Makes 4 servings as a main dish; 8 as an appetizer
3 tablespoons tamarind paste*
3 tablespoons honey
1 tablespoon fish sauce
1/2 teaspoon chile sauce, such as sambal oelek
1/8 teaspoon salt
1/2 cup unsalted dry roasted peanuts
1 to 1 1/2 pounds top sirloin steak, sliced into 1/4-inch thick strips
Mix the tamarind paste, honey, fish sauce, chile sauce, and salt in a medium-sized bowl. Pound the peanuts in a mortar and pestle or in a heavy-duty plastic bag with a rolling pin to the texture of fine breadcrumbs and stir into the tamarind sauce. Put the beef strips in the bowl, toss to coat, and marinate for about 15 minutes at room temperature.
Preheat a charcoal or gas grill for high heat (425°F to 475°F), scraping the grate clean and oiling it lightly, or preheat the broiler. Thread the slices onto wooden or metal skewers, stitching the beef on and then stretching it along the skewer so that it looks like a miniature banner. Thread any short strips onto the same skewer.
Grill or broil the skewers for 1 to 2 minutes per side and serve the satay warm or at room temperature.
*Note: Tamarind is available from Asian grocery markets in several different forms.
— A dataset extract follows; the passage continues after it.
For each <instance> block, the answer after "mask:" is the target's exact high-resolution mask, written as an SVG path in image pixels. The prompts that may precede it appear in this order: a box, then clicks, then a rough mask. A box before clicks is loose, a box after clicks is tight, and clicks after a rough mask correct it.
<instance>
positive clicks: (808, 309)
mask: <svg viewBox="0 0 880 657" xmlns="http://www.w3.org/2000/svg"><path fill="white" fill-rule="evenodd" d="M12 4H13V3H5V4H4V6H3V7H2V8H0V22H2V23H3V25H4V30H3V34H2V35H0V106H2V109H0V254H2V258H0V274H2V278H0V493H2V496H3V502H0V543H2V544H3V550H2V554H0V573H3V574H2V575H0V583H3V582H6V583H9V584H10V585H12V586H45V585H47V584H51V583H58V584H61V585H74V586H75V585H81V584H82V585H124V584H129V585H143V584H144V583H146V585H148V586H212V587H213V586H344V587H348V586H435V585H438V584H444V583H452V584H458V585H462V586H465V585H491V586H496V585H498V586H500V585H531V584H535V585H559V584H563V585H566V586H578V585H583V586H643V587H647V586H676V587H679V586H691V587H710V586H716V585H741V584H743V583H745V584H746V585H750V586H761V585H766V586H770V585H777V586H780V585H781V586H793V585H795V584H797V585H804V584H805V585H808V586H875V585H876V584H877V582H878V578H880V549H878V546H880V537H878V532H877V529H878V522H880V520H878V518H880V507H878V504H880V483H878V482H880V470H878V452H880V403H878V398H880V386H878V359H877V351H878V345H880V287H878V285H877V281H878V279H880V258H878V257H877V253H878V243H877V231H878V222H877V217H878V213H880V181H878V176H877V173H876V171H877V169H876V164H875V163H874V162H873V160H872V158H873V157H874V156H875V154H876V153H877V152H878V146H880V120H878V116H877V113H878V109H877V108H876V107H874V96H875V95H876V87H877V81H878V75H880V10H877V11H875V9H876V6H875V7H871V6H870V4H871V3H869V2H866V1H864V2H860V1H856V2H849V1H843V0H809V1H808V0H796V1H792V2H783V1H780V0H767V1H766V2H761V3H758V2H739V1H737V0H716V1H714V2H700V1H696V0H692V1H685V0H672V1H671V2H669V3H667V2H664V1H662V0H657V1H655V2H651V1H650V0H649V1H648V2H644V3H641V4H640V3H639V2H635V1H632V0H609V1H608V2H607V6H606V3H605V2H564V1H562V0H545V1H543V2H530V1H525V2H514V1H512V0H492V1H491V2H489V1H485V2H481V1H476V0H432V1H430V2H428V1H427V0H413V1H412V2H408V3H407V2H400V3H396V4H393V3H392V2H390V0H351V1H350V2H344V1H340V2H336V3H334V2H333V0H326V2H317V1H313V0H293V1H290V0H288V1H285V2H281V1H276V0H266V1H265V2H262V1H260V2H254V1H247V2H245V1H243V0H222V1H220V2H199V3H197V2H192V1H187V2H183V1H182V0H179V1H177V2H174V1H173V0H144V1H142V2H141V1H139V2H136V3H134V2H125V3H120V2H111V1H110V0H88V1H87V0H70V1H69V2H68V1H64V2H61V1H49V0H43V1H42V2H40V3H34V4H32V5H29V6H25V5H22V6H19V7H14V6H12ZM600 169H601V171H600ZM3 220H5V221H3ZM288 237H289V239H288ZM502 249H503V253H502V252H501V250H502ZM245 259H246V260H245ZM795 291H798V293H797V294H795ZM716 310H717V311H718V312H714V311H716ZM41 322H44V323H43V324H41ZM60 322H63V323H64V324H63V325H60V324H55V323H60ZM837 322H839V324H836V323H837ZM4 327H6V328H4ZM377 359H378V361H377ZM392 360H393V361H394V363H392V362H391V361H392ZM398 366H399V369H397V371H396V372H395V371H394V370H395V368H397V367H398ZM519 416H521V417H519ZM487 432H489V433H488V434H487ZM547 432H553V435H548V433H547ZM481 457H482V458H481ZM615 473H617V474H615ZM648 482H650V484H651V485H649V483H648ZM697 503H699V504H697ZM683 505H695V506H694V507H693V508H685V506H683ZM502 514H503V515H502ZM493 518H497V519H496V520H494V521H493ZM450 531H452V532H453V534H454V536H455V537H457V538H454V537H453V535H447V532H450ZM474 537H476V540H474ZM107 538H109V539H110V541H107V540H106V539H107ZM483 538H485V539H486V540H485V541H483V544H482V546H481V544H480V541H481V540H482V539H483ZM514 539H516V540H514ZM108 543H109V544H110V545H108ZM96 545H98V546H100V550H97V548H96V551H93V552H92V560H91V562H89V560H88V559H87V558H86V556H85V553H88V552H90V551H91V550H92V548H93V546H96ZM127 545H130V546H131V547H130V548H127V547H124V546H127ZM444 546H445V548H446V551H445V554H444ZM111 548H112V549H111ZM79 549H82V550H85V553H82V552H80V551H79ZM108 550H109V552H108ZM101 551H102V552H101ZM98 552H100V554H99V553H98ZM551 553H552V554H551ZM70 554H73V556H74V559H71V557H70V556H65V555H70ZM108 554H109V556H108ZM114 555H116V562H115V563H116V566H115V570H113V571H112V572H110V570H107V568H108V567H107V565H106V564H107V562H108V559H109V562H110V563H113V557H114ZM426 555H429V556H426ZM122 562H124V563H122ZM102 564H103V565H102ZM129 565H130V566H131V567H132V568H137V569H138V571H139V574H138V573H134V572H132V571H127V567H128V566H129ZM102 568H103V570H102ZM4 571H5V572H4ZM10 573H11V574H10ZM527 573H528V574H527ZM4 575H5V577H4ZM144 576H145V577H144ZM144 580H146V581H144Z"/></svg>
Tamarind paste is the easiest form that can be used straight from the jar. If your tamarind is labeled concentrate, use only 1 tablespoon and mix it with 2 tablespoons water. If you have a block of tamarind, chop about 1/2 cup of it, use a fork to mash it with 6 tablespoons of boiling water, and let it soften for about 5 minutes. Use a fine-meshed strainer to extract 3 tablespoons of pulp, pressing on the mixture firmly with a spoon.
Disclosure: A copy of this cookbook was sent to me for review purposes. I was not required to post about it and received no compensation for doing so.